Pourtant, la Commission nationale d’enquête mise en place le 20 juillet 2011 pour enquêter sur les violations des droits de l’homme et du droit international humanitaire commises pendant la période postélectorale a relevé pendant cette période 296 cas de torture ayant entraîné la mort, 1354 cas de torture et 1135 cas de traitements cruels, inhumains et dégradants. La CNE recommande que les auteurs de ces actes soient poursuivis mais, faute d’incrimination, la poursuite des auteurs d’actes de torture est aujourd’hui impossible en Côte d’Ivoire.
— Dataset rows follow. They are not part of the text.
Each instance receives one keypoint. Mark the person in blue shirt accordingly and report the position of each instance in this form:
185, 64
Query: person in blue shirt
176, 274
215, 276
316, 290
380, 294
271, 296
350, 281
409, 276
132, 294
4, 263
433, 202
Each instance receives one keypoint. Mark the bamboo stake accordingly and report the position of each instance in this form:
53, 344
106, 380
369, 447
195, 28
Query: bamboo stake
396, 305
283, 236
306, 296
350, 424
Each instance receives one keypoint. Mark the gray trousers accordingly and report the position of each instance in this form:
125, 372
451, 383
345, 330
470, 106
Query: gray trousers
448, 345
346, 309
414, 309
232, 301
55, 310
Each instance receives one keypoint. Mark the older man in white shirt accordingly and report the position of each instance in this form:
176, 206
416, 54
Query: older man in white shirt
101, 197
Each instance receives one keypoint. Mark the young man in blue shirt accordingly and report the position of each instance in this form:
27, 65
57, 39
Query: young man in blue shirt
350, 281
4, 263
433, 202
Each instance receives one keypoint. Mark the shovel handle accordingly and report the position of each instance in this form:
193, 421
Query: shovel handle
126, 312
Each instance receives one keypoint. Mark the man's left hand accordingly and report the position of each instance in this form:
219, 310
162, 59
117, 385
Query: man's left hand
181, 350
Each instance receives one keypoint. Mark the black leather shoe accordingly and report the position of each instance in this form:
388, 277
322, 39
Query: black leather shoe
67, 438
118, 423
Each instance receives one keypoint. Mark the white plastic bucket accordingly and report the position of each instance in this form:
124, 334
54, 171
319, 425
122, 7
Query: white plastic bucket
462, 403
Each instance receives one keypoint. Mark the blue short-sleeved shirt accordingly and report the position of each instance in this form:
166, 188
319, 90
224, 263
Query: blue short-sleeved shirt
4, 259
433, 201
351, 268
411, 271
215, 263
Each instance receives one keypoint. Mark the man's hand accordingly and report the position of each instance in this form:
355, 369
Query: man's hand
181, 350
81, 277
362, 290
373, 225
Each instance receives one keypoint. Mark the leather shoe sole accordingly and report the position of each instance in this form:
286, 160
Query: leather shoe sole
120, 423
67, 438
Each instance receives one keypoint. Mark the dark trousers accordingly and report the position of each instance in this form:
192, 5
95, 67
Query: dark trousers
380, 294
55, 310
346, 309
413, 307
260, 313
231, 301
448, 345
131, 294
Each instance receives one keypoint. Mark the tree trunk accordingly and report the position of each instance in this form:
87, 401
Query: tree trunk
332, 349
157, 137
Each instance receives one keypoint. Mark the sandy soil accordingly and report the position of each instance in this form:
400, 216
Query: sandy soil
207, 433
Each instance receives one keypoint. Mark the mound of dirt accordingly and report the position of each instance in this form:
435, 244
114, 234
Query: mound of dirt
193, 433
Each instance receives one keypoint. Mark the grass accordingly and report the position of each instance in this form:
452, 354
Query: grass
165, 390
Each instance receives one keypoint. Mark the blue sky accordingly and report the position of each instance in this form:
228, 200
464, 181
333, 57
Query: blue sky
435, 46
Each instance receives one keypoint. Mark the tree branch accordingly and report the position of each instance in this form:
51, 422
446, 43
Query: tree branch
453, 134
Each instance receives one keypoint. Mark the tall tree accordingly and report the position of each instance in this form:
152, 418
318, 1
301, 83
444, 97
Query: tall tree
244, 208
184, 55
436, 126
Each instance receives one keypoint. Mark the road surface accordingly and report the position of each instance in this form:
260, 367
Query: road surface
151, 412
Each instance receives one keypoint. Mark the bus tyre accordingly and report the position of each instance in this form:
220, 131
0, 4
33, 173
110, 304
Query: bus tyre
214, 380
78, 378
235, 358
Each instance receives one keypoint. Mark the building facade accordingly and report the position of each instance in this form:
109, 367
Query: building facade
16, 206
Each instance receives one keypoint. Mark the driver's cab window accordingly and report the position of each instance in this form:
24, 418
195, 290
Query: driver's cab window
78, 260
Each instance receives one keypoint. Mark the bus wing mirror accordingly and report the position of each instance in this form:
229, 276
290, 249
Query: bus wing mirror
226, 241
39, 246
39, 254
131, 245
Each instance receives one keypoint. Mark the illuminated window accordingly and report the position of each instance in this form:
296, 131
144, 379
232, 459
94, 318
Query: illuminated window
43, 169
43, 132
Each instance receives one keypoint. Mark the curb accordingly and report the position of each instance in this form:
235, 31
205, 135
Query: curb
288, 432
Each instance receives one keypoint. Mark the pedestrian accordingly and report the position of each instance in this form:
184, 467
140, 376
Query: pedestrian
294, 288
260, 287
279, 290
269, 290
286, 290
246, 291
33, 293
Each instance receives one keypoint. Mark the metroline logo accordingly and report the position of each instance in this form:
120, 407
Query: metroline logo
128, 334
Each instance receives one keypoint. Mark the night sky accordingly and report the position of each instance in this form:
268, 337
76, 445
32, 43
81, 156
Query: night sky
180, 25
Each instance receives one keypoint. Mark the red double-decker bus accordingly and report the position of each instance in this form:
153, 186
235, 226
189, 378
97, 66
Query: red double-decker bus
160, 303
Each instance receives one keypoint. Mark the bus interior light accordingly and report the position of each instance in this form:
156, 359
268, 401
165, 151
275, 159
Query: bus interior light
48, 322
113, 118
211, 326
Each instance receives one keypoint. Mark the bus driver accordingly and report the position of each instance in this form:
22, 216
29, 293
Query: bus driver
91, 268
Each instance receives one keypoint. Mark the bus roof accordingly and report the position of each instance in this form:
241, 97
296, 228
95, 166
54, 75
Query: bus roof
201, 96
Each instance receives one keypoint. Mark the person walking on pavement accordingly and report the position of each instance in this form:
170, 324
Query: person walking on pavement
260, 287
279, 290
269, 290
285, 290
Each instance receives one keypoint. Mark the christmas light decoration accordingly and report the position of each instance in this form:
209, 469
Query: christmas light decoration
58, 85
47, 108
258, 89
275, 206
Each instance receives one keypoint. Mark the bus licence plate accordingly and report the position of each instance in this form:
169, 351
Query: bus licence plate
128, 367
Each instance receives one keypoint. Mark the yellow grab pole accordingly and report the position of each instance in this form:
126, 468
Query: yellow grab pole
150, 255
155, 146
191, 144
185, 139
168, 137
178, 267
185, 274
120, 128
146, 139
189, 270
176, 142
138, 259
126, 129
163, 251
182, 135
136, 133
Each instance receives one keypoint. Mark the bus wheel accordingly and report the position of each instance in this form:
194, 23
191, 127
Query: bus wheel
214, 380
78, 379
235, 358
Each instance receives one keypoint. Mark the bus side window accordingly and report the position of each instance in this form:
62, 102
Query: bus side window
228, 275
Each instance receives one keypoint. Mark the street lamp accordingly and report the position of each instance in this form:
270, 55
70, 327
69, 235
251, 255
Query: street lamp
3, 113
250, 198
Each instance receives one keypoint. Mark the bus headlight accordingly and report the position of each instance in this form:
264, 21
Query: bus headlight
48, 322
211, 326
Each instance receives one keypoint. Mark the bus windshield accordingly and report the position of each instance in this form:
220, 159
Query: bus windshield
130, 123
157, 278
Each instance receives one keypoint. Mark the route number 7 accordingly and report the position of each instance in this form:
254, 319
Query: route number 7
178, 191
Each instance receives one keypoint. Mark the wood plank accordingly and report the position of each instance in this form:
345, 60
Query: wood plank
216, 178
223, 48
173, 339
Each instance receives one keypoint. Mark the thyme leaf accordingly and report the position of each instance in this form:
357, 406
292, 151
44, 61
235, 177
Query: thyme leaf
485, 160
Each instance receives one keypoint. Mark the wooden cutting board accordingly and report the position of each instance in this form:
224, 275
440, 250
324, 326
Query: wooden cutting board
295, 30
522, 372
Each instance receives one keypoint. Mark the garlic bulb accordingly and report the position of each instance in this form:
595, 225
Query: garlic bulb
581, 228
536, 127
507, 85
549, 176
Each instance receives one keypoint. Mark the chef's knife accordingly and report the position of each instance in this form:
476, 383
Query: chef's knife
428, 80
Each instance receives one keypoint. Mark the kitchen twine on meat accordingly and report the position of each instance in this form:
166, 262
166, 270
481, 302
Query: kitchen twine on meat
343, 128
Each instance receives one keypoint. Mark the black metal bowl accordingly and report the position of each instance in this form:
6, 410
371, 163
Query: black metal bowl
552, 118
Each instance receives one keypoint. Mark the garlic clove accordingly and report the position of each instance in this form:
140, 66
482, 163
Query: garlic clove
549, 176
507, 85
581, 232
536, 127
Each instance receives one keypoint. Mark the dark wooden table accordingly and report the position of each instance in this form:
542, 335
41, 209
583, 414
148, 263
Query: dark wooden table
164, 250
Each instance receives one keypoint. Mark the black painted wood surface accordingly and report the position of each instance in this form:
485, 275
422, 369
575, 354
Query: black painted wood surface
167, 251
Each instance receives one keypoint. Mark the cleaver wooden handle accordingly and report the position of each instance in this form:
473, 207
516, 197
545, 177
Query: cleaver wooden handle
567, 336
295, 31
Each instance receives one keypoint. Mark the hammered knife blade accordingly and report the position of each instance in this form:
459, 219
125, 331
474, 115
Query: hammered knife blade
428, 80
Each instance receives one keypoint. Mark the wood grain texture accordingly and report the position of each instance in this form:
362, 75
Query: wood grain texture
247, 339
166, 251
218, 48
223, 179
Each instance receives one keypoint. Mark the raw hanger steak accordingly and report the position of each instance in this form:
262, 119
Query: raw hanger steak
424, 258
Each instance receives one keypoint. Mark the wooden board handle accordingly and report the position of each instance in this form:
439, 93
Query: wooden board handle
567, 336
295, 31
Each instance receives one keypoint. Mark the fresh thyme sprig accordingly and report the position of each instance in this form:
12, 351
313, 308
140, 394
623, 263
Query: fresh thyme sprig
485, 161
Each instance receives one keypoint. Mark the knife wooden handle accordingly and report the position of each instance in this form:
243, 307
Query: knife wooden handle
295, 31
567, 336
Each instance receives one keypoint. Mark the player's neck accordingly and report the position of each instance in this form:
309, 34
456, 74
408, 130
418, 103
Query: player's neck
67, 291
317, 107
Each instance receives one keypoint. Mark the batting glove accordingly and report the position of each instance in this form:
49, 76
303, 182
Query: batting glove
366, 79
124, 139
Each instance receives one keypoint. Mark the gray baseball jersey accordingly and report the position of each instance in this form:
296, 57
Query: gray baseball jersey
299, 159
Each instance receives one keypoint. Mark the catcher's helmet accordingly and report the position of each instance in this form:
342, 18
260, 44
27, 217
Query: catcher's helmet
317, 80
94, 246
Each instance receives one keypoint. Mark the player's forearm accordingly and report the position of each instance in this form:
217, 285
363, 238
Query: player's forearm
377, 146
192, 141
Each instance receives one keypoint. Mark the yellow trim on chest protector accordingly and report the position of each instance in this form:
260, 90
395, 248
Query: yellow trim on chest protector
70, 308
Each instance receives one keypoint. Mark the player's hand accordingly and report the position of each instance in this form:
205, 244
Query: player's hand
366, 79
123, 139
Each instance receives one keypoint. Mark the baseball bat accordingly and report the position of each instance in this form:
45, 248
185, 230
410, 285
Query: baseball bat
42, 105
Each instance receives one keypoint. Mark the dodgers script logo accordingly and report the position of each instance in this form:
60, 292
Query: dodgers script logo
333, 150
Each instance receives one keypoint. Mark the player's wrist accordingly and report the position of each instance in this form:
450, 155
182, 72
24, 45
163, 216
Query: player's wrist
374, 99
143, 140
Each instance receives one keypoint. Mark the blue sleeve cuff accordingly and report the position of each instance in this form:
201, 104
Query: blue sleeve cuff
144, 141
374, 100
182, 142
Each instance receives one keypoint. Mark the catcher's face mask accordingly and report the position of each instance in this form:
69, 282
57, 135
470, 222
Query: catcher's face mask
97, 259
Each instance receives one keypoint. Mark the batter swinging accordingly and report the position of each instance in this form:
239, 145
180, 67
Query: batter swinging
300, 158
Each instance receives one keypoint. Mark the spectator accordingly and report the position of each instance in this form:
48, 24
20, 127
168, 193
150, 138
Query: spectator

De même, au Togo, Malgré des projets de révision du Code pénal annoncés depuis plusieurs années, aucun texte de loi ne définit la torture. En décembre 2011, suite à l’examen du rapport périodique du Togo par la Commission Africaine des Droits de l’Homme et des Peuples, le gouvernement a mandaté plusieurs experts afin de reprendre les révisions du Code pénal et du Code de procédure pénale. Les experts disposaient d’un délai de deux mois à compter de janvier 2012 pour consolider les textes qui devaient faire l’objet de validation en atelier technique, au courant du mois de mars 2012. Des ateliers de validation ont effectivement eu lieu en mai dernier mais aujourd’hui les projets de Codes n’ont toujours pas été soumis au Parlement.

Madame la présidente,

La FIACAT est très heureuse de pouvoir accompagner vos activités depuis la création du Comité de suivi sur les Lignes directrices de Robben Island. Depuis l’adoption en 2002 des Lignes directrices de Robben Island par la Commission africaine des droits de l’homme et des peuples, la FIACAT s’est particulièrement impliquée pour leur mise en œuvre afin, notamment, de prévenir tout acte de torture dans un lieu privatif de liberté. A ce titre, la FIACAT a organisé de nombreuses sessions de formation pour faire connaître les Lignes directrices et inciter les membres de son réseau à œuvrer pour leur mise en œuvre.

Pour pouvoir continuer dans cette voie, la FIACAT souhaite que le Comité définisse un plan d’action qui puisse être partagé avec ses partenaires de la société civile pour pouvoir, à l’avenir, mieux collaborer pour prévenir la torture sur notre Continent.